Forastero

Max, autor y protagonista de esta novela, tiene veintinueve años y un talento especial para dormir (eso sí, de día, pues por las noches no puede pegar ojo). Fumador empedernido, zampabollos y gandul sin complejos, en sus ensoñaciones contacta con un mundo paralelo: el Mundo, donde la magia es una práctica cotidiana. De repente Max dejará de ser un inadaptado social para convertirse en el «inigualable sir Max». Como miembro del Departamento del Orden Absoluto, formado por una especie de agentes secretos hechiceros, participará en la resolución de diversos casos, a cual más extravagante e inverosímil, y conocerá los vericuetos de ese universo extraño y desquiciado.
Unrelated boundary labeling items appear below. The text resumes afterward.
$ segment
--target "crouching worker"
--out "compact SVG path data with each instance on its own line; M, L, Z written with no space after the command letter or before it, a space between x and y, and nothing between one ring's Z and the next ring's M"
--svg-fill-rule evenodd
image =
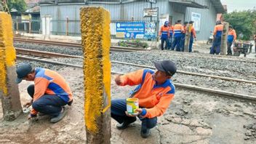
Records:
M157 116L164 114L175 96L175 86L170 78L176 73L174 63L164 60L155 63L156 71L148 69L139 70L123 76L118 76L115 81L119 86L138 85L132 92L131 96L139 99L139 108L136 115L127 112L126 99L111 100L111 117L119 124L119 129L124 129L136 121L142 121L140 135L146 138L150 135L150 129L156 125Z
M34 81L34 84L28 87L28 93L32 97L32 100L25 104L26 107L32 105L28 119L36 118L38 112L50 116L52 123L63 119L67 111L64 106L71 105L73 96L63 76L49 69L33 68L29 64L20 65L16 72L17 84L22 80Z

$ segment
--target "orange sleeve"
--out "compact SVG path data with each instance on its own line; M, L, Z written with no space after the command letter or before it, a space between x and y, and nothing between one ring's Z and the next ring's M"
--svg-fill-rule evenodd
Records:
M33 95L33 101L36 101L44 95L49 84L49 81L45 78L35 79L35 93Z
M236 40L236 31L233 30L233 40Z
M35 79L35 93L33 97L33 102L36 101L40 97L44 95L49 85L49 81L44 78L36 78ZM31 114L36 115L37 111L32 108Z
M161 28L160 28L160 31L159 31L159 36L161 35L161 31L162 31L162 29L163 29L163 26L161 26Z
M157 105L151 108L145 108L147 113L145 117L151 119L163 115L165 111L168 108L174 97L174 94L164 95Z
M138 70L120 76L121 86L135 86L140 84L143 80L143 70Z
M180 30L181 30L181 32L184 31L184 28L182 25L180 25Z
M195 28L193 27L192 27L191 31L193 33L193 36L194 38L196 38L196 31L195 31Z
M216 31L217 31L217 27L215 27L215 30L213 31L213 36L216 35Z

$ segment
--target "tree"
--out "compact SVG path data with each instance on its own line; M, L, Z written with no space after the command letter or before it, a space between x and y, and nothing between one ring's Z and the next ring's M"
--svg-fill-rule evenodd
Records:
M27 4L24 0L7 0L9 11L16 9L18 12L23 12L27 9Z
M249 40L256 33L256 9L225 14L224 20L236 30L239 39Z

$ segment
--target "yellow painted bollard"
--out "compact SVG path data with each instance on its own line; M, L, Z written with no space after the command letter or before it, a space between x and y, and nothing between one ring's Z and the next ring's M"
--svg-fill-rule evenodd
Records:
M0 12L0 97L5 120L14 120L22 111L20 92L15 84L15 49L12 17Z
M82 7L80 17L87 142L111 143L110 13L102 7Z

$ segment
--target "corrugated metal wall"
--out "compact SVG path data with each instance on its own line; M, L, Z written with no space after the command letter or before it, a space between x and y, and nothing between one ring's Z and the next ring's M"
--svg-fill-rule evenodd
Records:
M215 26L217 13L209 0L196 0L196 2L207 6L209 9L188 7L185 20L187 21L191 20L191 12L201 14L200 31L196 33L197 39L207 40L209 36L210 31L213 31Z
M185 19L189 21L191 19L191 12L201 14L200 31L197 33L198 40L206 40L209 36L209 31L212 31L215 24L216 12L209 0L195 0L196 2L202 5L207 5L209 9L201 9L191 7L185 7L178 4L169 2L168 0L158 0L156 4L153 4L152 7L159 7L159 16L169 14L172 17L172 23L178 19ZM150 20L150 17L143 17L144 8L150 7L150 4L145 1L136 1L121 4L89 4L89 6L103 7L109 10L111 15L111 20L131 20L134 17L135 21ZM70 20L79 20L79 9L84 7L84 4L59 4L58 5L41 5L41 17L51 15L52 20L65 20L68 17ZM153 17L152 20L156 20ZM73 28L71 33L80 31L80 25L72 22L69 24L70 28ZM65 32L65 25L52 24L52 31Z

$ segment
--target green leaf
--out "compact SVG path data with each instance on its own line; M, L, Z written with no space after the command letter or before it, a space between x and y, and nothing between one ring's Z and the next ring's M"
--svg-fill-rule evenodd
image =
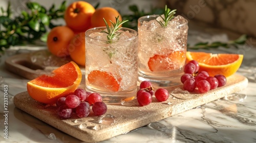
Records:
M47 14L45 13L39 13L39 17L41 18L41 21L44 25L47 26L49 26L50 23L50 19Z
M33 30L36 32L38 32L40 29L40 23L36 19L32 19L29 21L29 26L32 28Z

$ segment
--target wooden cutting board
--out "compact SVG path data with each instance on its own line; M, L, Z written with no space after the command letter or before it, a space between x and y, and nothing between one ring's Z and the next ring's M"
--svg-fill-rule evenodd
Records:
M247 78L234 75L227 78L225 86L204 94L177 93L173 94L173 96L170 96L164 102L157 102L154 97L153 102L144 107L140 107L138 104L133 106L121 104L108 105L105 114L111 115L115 122L105 121L102 124L97 122L101 117L94 116L92 113L82 118L74 114L69 119L60 120L57 115L56 107L46 107L45 104L31 99L27 92L16 94L14 98L14 103L16 107L71 136L84 141L95 142L241 91L247 87ZM109 122L112 124L109 124Z

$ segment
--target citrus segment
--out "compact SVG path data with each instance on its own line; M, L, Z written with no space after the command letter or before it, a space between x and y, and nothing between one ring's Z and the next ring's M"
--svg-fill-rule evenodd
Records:
M243 55L187 52L186 57L187 62L193 60L198 62L199 71L207 72L210 76L221 74L227 77L238 70Z
M147 65L152 72L179 69L185 63L186 57L182 51L175 51L167 55L155 55L150 58Z
M104 88L108 91L118 91L121 78L116 80L111 74L106 72L95 70L88 75L88 81L93 86L99 88Z
M71 61L53 70L50 75L42 75L28 82L27 89L34 100L52 104L59 98L74 92L81 79L79 66Z

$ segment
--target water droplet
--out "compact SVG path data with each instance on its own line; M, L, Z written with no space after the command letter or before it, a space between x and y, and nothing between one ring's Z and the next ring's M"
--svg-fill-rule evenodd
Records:
M102 125L100 125L100 124L98 124L98 125L96 125L94 126L89 126L89 127L87 127L87 129L91 129L91 130L100 130L102 128Z
M115 117L111 114L106 114L100 117L99 120L99 123L111 125L116 121Z
M236 92L225 96L224 99L236 102L243 102L246 99L246 94Z
M48 135L48 138L50 139L56 139L56 136L54 133L50 133Z
M135 106L138 104L138 101L136 99L137 99L136 98L134 98L132 100L130 100L129 101L122 101L122 102L121 102L121 104L122 104L122 105L125 106Z
M159 131L165 131L166 130L167 127L159 122L153 122L148 124L147 126L150 128L159 130Z

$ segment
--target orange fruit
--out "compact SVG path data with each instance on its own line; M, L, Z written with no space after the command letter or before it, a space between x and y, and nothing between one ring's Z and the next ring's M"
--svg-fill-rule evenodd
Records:
M91 19L91 23L93 28L98 27L105 27L106 25L103 20L105 19L108 25L110 26L111 20L113 22L116 22L116 17L119 16L119 19L122 21L121 14L114 8L111 7L102 7L97 9L93 13Z
M90 84L97 88L104 89L106 91L118 91L119 89L120 78L116 80L110 73L104 71L95 70L91 72L87 78Z
M68 48L70 57L77 64L86 65L86 36L84 32L76 35Z
M68 46L74 37L73 31L66 26L53 28L47 37L47 47L49 51L58 57L69 55Z
M191 52L187 52L186 57L187 62L193 60L198 62L199 71L206 71L210 76L221 74L226 77L238 70L243 58L243 55Z
M152 72L161 72L178 69L185 63L186 57L182 51L174 51L167 55L155 55L147 62Z
M71 61L53 70L50 75L42 75L28 82L27 89L33 99L53 104L59 98L74 92L81 79L79 66Z
M95 9L83 1L72 3L67 8L64 19L67 25L76 32L85 32L91 25L91 18Z

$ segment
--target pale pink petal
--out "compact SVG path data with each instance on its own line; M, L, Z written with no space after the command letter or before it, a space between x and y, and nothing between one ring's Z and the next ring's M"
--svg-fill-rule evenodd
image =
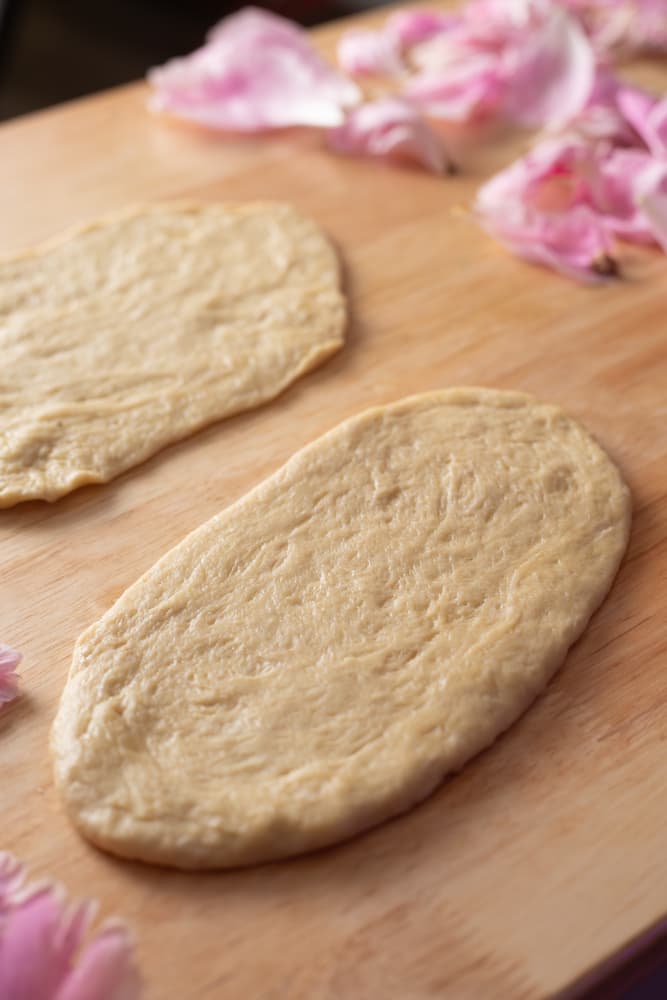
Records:
M20 861L6 851L0 851L0 928L2 928L2 918L8 911L24 876L25 869Z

En el país de antigua y prestigiosa tradición literaria que es Rusia, las novelas de Max Frei son desde 1996 un verdadero fenómeno: han recibido la unánime alabanza de la crítica y causado fervor entre un público amplísimo y variopinto, pues permiten varios niveles de lectura: la fantasía y la novela negra están unidas por un agudísimo humor y una red de guiños y referencias en un juego pícaro, inteligente y desenfadado que despierta la complicidad y la fascinación del lector más exigente.

ANTICIPO:
Nunca se sabe dónde encontrarás tu suerte… En eso, en no saberlo, soy el especialista número uno. Durante los primeros veintinueve años de mi vida yo había sido un clásico ejemplo de desgraciado. La gente siempre busca (y jamás deja de hallar) un montón de explicaciones para justificar sus infortunios. Yo ni siquiera tuve que dedicarme a esa tarea: siempre supe el porqué, era una razón sencilla aunque con un punto de extravagancia.

Jamás, desde que era niño, he podido dormir de noche. En cambio, por la mañana, cuando se reparte la suerte, dormía como un lirón. En el cielo del alba está escrito el lema gobernante de este mundo, el muy injusto «A quien madruga. Dios le ayuda». ¿Qué tendrá de malo el más equitativo «Abierto las 24 horas»? ¡Sólo Dios lo sabe!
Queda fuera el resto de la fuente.